Data source: IRS 2016 preliminary data. Values are rounded to the nearest dollar.


Why is it important to know?

While it's definitely interesting to see how much money Americans donate to charities, this data also has practical applications.

Here's a tax fact that many Americans don't realize: The IRS knows how much an average person gives to charity at their income level, pays mortgage interest, and spends on medical expenses. If your deductions in any area are significantly above average, this could be a red flag for the IRS and increase your chances of facing an audit. In other words, if you earn $75,000 and claim a charitable deduction of $6,000 (almost double your average income), it could trigger a more detailed review from the IRS.

To be clear, you must receive every penny of the charitable deductions you are entitled to. Be prepared to back up your claims, especially if yours might come to the attention of the IRS.


A Huge Caveat

It is imperative to note that this data only includes taxpayers who made charitable donations and also chose to itemize deductions on their tax returns.

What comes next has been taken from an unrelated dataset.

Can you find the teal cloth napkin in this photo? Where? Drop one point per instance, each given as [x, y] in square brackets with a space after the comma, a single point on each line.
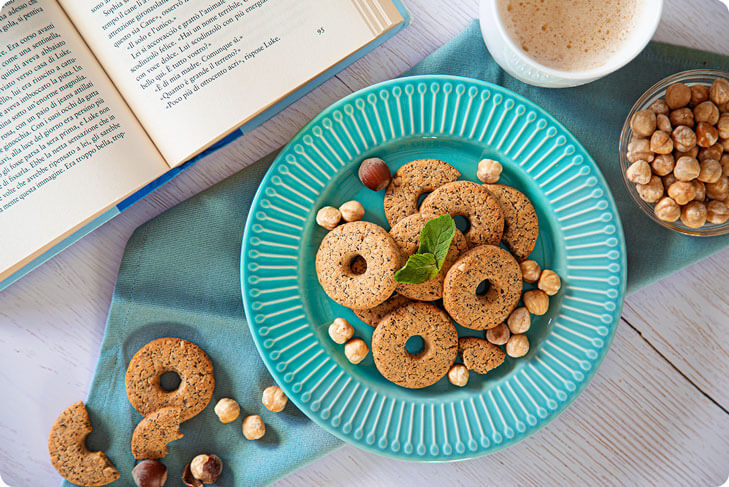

The charitable donation deduction is only available to people who itemize and affects only about 25% of the population each year. Many taxpayers who do not itemize have certainly contributed to charity; however, there is no way of knowing how much they give.


How might charitable contributions change as a result of tax reform?

The biggest change to the Tax Cuts and Jobs Act that could affect charitable donations is nearly double the standard deduction to $12,000 for single taxpayers and $24,000 for married taxpayers filing joint taxes.

Here is why it's so important. We have already mentioned that about a quarter of taxpayers itemize their deductions each year. Well, the higher standard deduction should significantly reduce that number. Early estimates suggest that only 5% of taxpayers will benefit from itemizing their deductions in the future.

For this reason, many Americans will not qualify for a charitable deduction, and those who do will generally be those who donate the most money. And it is also possible that charitable contributions will decrease slightly; After all, tax exemptions aren't the only reason Americans donate to charity, but it is certainly an incentive in many cases.